Büyük bir merak ve iştahla hem de.
Müthiş bir deneyim toplumsal yapının dalgalanmaları adına.
Müthiş bir deneyim insanoğlu adına.
İnsanın ruh hali,
İnsanın tepkileri, tepkilerinin nevi, nevilerden çıkan
çıkamayan sonuçlar adına.
Merak alanına giriyorsa eğer ki,
İnsan,
Al sana bedava şahane bir örnek daha.
Ha ne işe yarar öğrendiklerin?
Hiç.
Merak ettiğimiz ve de öğrendiğimiz o kadar çok şey hiçbir
işimize yaramıyor ki,
Bu da işe yaramayanlar listesinde,
Alacaktır yerini.
Bu coğrafi bölge Anadolu yani, taa Kudüs’e kadar yani Arap Yarımadası, hatta Balkanlar,
Ege başta,
Dünya’da yaşamın toplumsal anlamda yeni hallerinin yeni
olanlarının hep denendiği hep hayata geçirildiği,
Tek bölge Dünya’da.
Dünya’nın gelişimi ve değişimi adına kilit bölgenin tam
göbeği burası.
Büyüsü olan büyülü tek bölge. Bizim temsil ettiğimiz
uygarlığın ikinci perdesindeki maneviyat ve felsefe adına tüm senaryoların
yazılıp sahneye konulduğu tek bölge.
Ne Tibet, ne Nepal, ne Peru, ne Afrika, ne Avrupa, ne
Amerika, ne Asya, ne Uzak Doğu,
Su bile dökemez Anadolu’nun Balkanların Ege’nin Arap
Yarımadasının eline son dört beş bin yıldır.
Konu,
Toplumsal değişimlerin deneyimlerinden kaynaklanan
çeşitlenmelerse eğer.
Bir deneyim daha.
Her yüzyılda bir bu toprakların illaki yaşanmak yaşatmak üzere
genlerine işlemiş.
Genler hortladı ve faaliyete geçtiler yine.

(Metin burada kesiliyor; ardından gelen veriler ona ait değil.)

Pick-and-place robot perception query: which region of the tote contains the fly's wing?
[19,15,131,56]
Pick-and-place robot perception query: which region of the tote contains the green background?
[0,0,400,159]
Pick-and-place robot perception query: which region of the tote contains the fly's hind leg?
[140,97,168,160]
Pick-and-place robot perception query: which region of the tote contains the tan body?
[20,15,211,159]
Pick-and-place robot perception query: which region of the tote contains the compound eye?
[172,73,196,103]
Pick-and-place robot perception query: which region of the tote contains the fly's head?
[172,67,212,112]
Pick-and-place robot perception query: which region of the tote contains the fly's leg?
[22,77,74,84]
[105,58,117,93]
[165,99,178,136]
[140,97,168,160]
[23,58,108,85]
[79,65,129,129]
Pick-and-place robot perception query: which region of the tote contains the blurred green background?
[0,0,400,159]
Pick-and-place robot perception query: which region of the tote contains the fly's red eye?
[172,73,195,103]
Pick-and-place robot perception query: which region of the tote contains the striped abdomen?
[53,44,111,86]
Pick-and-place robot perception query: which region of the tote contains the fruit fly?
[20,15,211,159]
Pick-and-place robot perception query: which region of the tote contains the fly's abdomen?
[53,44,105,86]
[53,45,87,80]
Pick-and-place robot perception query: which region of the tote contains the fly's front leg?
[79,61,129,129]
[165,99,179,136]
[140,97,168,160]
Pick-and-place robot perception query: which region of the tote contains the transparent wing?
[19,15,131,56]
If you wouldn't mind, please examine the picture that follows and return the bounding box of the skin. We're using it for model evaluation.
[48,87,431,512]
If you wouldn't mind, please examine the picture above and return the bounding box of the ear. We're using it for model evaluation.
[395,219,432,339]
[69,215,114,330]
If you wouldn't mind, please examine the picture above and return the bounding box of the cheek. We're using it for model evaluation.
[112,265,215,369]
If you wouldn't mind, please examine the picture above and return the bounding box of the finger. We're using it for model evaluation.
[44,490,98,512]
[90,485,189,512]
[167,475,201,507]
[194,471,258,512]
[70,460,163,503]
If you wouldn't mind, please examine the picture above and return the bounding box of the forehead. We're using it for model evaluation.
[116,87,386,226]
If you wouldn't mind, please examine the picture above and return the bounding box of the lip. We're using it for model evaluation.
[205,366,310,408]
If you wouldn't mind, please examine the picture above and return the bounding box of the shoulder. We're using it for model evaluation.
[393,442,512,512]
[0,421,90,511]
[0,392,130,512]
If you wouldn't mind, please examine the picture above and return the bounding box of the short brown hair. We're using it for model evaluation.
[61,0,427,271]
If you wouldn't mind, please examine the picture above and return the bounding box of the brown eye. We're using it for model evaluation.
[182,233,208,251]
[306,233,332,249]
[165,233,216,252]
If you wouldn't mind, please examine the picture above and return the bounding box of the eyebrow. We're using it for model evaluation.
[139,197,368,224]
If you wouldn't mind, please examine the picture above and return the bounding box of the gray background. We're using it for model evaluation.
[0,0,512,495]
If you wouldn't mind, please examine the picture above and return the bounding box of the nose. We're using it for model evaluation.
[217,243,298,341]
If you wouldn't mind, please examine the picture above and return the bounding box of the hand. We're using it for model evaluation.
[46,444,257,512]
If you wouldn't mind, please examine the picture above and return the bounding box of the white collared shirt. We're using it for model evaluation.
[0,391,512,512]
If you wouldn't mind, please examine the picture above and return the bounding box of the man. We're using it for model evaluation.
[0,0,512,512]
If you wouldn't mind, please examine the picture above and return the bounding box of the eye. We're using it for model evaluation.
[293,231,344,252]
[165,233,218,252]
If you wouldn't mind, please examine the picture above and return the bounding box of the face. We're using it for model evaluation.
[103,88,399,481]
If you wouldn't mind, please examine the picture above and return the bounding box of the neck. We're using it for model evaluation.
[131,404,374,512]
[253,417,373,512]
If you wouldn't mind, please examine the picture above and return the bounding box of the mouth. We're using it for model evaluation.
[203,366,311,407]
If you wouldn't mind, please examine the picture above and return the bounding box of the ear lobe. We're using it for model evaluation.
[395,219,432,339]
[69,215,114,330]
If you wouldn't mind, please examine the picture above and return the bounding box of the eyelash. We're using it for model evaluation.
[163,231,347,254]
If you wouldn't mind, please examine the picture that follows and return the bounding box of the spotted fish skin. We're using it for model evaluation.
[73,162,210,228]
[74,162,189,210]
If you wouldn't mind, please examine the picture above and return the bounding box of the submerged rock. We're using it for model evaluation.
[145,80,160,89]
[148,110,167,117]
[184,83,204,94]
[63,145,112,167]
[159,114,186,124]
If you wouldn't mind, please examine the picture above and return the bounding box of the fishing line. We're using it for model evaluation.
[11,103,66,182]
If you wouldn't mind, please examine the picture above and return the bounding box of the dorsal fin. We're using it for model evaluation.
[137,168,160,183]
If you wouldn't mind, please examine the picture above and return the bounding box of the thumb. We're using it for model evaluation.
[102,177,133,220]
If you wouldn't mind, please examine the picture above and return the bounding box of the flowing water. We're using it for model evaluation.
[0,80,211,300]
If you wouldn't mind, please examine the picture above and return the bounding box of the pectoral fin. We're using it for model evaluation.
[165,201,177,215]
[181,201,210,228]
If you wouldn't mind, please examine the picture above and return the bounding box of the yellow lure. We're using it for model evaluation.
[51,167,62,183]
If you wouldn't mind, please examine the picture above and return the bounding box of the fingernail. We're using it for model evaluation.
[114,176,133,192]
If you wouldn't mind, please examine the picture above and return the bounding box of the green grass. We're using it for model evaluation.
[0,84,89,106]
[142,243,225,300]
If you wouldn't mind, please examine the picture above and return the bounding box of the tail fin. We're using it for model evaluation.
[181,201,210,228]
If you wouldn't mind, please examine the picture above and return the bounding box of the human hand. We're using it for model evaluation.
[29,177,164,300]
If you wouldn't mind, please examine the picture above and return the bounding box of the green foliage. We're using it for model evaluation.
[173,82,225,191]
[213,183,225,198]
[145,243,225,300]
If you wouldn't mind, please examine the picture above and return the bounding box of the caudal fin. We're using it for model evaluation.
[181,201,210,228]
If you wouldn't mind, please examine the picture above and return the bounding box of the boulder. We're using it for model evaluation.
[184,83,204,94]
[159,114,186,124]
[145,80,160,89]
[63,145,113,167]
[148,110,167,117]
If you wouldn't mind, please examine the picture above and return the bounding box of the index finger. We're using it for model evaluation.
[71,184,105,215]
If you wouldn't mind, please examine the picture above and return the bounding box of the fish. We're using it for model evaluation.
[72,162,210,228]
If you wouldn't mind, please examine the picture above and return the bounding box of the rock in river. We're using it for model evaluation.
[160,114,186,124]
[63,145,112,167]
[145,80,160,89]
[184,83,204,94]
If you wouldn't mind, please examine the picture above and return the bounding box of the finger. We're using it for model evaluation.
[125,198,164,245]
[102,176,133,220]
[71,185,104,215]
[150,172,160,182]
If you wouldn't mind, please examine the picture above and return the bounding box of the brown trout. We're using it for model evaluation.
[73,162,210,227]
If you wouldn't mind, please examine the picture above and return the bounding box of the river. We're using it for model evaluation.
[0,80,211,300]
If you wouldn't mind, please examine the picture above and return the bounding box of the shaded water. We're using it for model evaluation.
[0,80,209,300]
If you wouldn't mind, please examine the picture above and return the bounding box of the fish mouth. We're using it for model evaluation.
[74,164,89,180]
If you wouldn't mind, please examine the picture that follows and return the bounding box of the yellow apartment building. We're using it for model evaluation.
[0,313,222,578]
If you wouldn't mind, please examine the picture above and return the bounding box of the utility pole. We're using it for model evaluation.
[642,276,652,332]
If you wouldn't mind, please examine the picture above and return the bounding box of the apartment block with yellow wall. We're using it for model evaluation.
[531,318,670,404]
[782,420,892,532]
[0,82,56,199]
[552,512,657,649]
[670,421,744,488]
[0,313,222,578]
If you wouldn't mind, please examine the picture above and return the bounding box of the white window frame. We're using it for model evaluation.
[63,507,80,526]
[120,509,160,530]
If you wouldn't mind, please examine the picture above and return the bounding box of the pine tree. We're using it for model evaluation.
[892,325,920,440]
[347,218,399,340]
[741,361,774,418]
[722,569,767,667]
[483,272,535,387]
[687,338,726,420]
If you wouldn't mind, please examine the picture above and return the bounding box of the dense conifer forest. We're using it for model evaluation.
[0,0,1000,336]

Yüzyıldır sessiz volkanik bir dağın yeniden faaliyete geçmesi
gibi.
Depremler olacak. Heyelanlar. Lavlar yakacak kaplayacak yeniden
bir yerleri. Dağlar yükselecek. Ovalara sular dolacak. Göller denize akıp
denizlere bağlanacak. Denizler göl olacak. Yemyeşil yerler çöl, çöller
ormanlaşacak.
Şekiller değişecek. İklimde.
Yeni bir şekle şemale ulaşacak Balkanlar ve Anadolu ve Arap
Yarımadası yeniden.
Bizlerse,
Seyir edeceğiz bu toprakların seyircileri olarak.
Hep olduğu gibi bugüne kadar. Yüz yıllardır hatta binlerle
yıldır olduğu gibi.
Uyum sağlayacağız yeniden.
Yeni olana.
Eski artık eskide kaldı. Eskinin ancak izleri yaşayacak bu
topraklarda kısmen,
Yeni düzende.
Şimdi,
Bütün mesele eskinin izlerinin ne oranda hangi fonksiyonlarda
nereye kadar nasıl yaşayacağı yaşatabileceğimiz bundan sonra.

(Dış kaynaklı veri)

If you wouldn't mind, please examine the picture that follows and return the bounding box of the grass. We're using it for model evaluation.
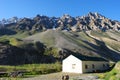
[99,62,120,80]
[0,62,62,76]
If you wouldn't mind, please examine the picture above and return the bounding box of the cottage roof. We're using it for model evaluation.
[72,54,108,61]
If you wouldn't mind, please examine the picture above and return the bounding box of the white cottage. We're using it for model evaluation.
[62,55,109,73]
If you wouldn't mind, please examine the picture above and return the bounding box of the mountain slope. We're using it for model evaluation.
[25,30,120,61]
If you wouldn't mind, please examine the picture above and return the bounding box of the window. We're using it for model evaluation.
[85,65,88,69]
[72,64,76,69]
[106,64,109,67]
[92,64,95,69]
[103,64,105,67]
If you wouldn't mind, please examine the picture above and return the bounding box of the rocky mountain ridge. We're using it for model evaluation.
[0,12,120,32]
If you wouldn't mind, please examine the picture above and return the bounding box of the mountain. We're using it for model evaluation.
[0,12,120,64]
[0,12,120,31]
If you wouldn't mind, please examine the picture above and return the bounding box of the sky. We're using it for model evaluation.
[0,0,120,21]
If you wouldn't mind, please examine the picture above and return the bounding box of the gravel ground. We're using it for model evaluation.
[23,72,98,80]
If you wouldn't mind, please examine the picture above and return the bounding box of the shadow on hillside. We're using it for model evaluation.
[0,28,17,36]
[83,39,120,62]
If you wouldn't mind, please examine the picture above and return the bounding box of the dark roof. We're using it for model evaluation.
[72,54,108,61]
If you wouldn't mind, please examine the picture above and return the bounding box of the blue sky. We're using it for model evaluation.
[0,0,120,21]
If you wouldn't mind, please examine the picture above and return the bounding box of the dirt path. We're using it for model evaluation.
[23,72,100,80]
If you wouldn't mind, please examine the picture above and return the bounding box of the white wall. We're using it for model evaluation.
[62,55,82,73]
[62,55,109,73]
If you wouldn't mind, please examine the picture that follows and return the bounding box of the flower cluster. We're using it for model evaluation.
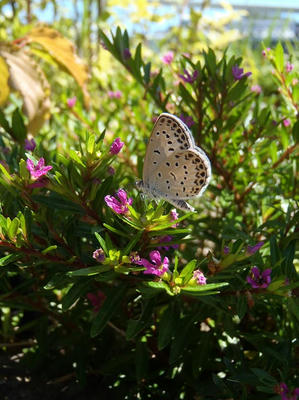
[27,157,53,179]
[104,189,133,214]
[135,250,169,276]
[107,90,123,99]
[110,138,124,155]
[162,51,174,65]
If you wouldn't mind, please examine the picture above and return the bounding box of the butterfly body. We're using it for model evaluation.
[137,113,211,211]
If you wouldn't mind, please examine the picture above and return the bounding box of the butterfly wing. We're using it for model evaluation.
[143,113,194,186]
[150,147,211,201]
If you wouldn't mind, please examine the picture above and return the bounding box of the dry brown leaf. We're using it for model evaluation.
[0,57,9,106]
[27,26,90,107]
[0,43,50,134]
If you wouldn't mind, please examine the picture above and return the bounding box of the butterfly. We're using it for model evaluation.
[137,113,212,211]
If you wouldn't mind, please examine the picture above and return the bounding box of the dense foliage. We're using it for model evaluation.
[0,1,299,400]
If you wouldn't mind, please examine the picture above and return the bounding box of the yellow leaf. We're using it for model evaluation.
[0,43,50,134]
[0,57,9,106]
[27,26,90,107]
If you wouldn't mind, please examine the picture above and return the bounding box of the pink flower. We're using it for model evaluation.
[123,48,132,60]
[86,290,106,312]
[193,269,207,285]
[157,235,179,251]
[107,167,115,175]
[92,248,105,262]
[110,138,124,155]
[170,208,179,228]
[179,69,198,83]
[66,96,77,108]
[223,246,229,255]
[232,65,251,81]
[286,61,294,73]
[246,267,272,289]
[180,114,195,128]
[247,242,264,255]
[262,47,271,57]
[25,138,36,151]
[162,51,174,65]
[282,118,291,127]
[107,90,122,99]
[27,157,53,179]
[250,85,262,94]
[105,189,133,214]
[136,250,169,276]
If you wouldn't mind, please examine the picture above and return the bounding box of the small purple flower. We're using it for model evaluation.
[246,267,272,289]
[107,167,115,176]
[246,242,264,255]
[157,235,179,251]
[105,189,133,214]
[180,114,195,128]
[232,65,251,81]
[110,138,124,155]
[123,48,132,60]
[28,176,50,189]
[282,118,291,127]
[250,85,262,94]
[92,248,105,262]
[25,138,36,151]
[223,246,229,255]
[136,250,169,276]
[66,96,77,108]
[193,269,207,285]
[179,69,198,83]
[86,290,106,312]
[161,51,174,65]
[262,47,271,57]
[107,90,122,99]
[26,157,53,179]
[286,61,294,73]
[170,208,179,228]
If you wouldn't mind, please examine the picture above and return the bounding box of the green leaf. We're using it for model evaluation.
[135,341,149,382]
[12,109,27,145]
[270,236,281,268]
[7,218,20,240]
[90,285,127,337]
[274,42,284,72]
[0,110,13,136]
[158,303,179,351]
[0,253,21,267]
[179,260,197,285]
[122,231,143,255]
[68,150,85,168]
[126,299,155,340]
[94,232,109,256]
[67,265,111,276]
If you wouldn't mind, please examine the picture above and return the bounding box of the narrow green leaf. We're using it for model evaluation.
[274,42,284,72]
[90,285,127,337]
[61,280,90,311]
[0,253,21,267]
[7,218,20,240]
[67,265,111,276]
[158,303,179,351]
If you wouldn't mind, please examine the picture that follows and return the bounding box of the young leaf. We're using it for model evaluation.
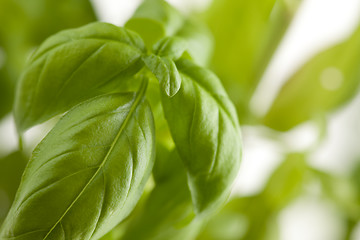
[205,0,302,122]
[15,22,145,131]
[122,150,203,240]
[264,27,360,131]
[125,0,213,65]
[153,37,187,61]
[125,0,184,49]
[0,87,155,240]
[143,54,181,97]
[162,60,241,213]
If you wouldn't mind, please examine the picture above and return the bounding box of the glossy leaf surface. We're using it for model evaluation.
[153,37,187,60]
[15,22,144,131]
[162,60,241,213]
[0,152,27,226]
[264,28,360,131]
[0,91,155,240]
[0,0,96,117]
[122,151,202,240]
[143,54,181,97]
[125,0,212,65]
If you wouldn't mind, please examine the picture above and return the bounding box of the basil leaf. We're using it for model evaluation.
[153,37,187,60]
[15,22,144,131]
[125,0,184,49]
[0,152,27,225]
[122,148,202,240]
[125,0,212,65]
[264,28,360,131]
[204,0,301,122]
[162,60,241,213]
[143,54,181,97]
[0,87,155,240]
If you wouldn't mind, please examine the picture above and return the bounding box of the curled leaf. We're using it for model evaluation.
[0,90,155,240]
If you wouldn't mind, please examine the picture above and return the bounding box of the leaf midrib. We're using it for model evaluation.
[43,86,146,240]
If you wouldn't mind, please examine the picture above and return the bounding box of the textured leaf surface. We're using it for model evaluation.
[264,28,360,131]
[143,54,181,97]
[0,91,155,240]
[122,148,202,240]
[162,60,241,212]
[125,0,213,65]
[0,152,27,226]
[15,22,144,131]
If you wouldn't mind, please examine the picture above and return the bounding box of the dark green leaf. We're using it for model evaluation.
[162,60,241,213]
[0,87,155,240]
[264,28,360,131]
[0,152,27,225]
[15,22,144,131]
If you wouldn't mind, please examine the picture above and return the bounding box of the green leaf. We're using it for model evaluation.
[0,152,27,225]
[143,54,181,97]
[162,60,241,213]
[153,37,187,60]
[122,148,203,240]
[0,89,155,240]
[204,0,301,122]
[15,22,144,131]
[125,0,212,65]
[264,28,360,131]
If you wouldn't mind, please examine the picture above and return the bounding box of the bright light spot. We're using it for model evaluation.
[281,122,319,152]
[320,67,344,91]
[92,0,141,26]
[0,115,18,156]
[351,222,360,240]
[232,126,283,196]
[279,197,344,240]
[0,188,10,219]
[0,47,6,69]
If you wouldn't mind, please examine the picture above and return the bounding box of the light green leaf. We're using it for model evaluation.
[125,0,212,65]
[153,37,187,61]
[204,0,301,122]
[264,26,360,131]
[15,22,144,131]
[122,148,203,240]
[143,54,181,97]
[162,60,241,213]
[0,152,27,225]
[0,89,155,240]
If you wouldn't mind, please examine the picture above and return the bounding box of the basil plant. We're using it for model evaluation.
[0,0,241,240]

Atatürkçülüğe inanmışların pazarlık masasında ki güçlerinin
ne olacağıdır,
Yapılacak yapılması gereken çalışmaların gözle görülür elle
tutulur etken sonuçları bundan böyle.
Yeniden değişim başlamıştır.
Geriye dönüşü olmayan.
İleriye doğru giderken,
Gerileyen.
Ki,
Gerilemek diye adlandırılan gerilemek diye düşünülense,
Bir başka kesim için,
İlerlemektir aslında.
Geriye doğru gidişatı ilericilik olarak görenlerle,
Geriden gelenlerin ne derece ilericilik olduğunu fark etseler
dahi ilericiliğe ne o gün ne de bugün sahip çıkamayanların,
Mücadelesidir bu.
Ki,
Bir taraf mücadele için tam donanımları tüm imkanları ile
mücadele ederken,
Aşk çocuklarıysa,
Sevgileriyle destek veriyorlar sadece bu mücadelelerine.

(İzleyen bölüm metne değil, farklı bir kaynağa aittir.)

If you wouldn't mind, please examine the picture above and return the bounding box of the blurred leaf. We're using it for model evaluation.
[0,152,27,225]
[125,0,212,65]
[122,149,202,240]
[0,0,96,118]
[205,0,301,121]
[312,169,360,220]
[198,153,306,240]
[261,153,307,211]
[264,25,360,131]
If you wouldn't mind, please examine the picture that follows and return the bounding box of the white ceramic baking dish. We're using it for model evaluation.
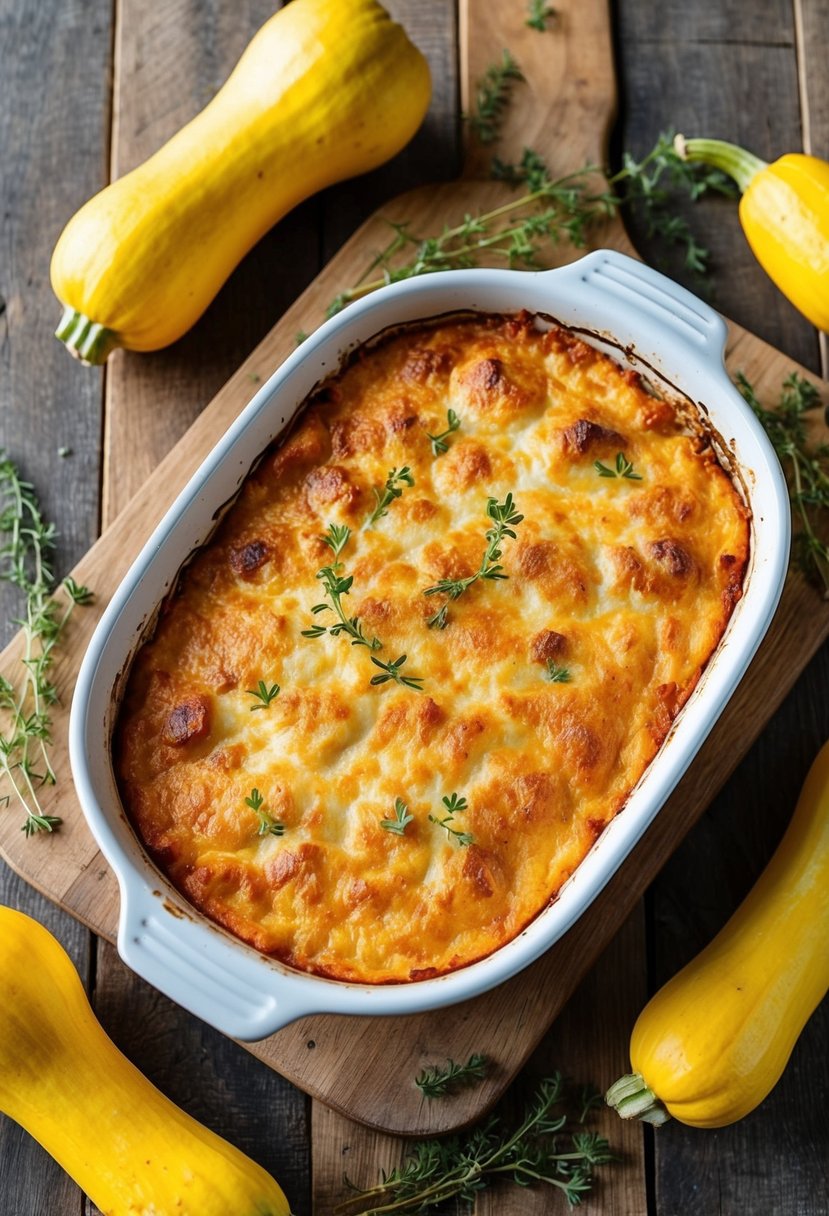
[71,250,790,1040]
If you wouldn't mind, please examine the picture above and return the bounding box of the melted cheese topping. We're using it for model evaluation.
[115,316,749,983]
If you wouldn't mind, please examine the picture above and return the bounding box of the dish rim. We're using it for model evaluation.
[69,250,790,1040]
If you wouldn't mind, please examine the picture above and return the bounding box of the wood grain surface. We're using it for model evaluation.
[0,0,829,1216]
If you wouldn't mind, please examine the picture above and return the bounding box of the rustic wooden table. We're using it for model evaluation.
[0,0,829,1216]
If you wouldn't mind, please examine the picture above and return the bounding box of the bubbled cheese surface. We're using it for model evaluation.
[114,316,749,983]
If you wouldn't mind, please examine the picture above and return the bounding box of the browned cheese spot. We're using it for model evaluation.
[162,694,210,748]
[463,844,501,900]
[264,410,331,480]
[530,629,568,665]
[648,537,694,579]
[562,418,626,456]
[401,347,453,384]
[331,413,385,460]
[305,465,360,513]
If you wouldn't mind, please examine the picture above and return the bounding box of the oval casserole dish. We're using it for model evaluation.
[72,252,789,1038]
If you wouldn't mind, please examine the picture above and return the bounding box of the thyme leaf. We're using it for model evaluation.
[244,786,284,835]
[365,465,415,528]
[301,527,423,692]
[380,798,415,835]
[370,654,423,692]
[327,131,734,316]
[248,680,280,714]
[593,452,642,482]
[467,49,524,143]
[423,490,524,629]
[334,1073,616,1216]
[547,659,573,683]
[0,450,94,837]
[429,794,475,846]
[415,1052,489,1098]
[524,0,558,34]
[301,524,383,651]
[735,372,829,599]
[427,410,461,456]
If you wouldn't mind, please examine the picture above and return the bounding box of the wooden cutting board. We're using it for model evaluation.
[0,0,829,1133]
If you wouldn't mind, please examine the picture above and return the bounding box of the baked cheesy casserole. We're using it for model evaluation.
[114,308,749,983]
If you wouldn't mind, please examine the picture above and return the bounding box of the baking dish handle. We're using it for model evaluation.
[118,888,308,1042]
[545,249,728,362]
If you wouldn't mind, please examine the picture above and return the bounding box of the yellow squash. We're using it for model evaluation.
[0,907,289,1216]
[607,743,829,1127]
[675,135,829,333]
[51,0,430,364]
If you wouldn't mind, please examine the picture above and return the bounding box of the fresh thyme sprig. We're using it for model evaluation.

Biri kırıp döküyor hedefi uğruna,
Diğeri ha bire seviyor.
Konu aşksa sevgiyse ha bire sevmekse, hiç bıkmamak hiç bezmemek hiç durmamak sevgide, hep sevmek
çok hoş ve çok güzel. Güzelleştirir insanı da o insanlardan oluşan toplumları da.
Aşk işi duygu işi gönül işi. Sevişmeyide taşır yanında.
Amma,
Konu siyasetse, siyasette aşka da yer yok sevgiye de. Siyaset
plan program strateji ve de çok çalışmak işi. Siyaset akıl işi.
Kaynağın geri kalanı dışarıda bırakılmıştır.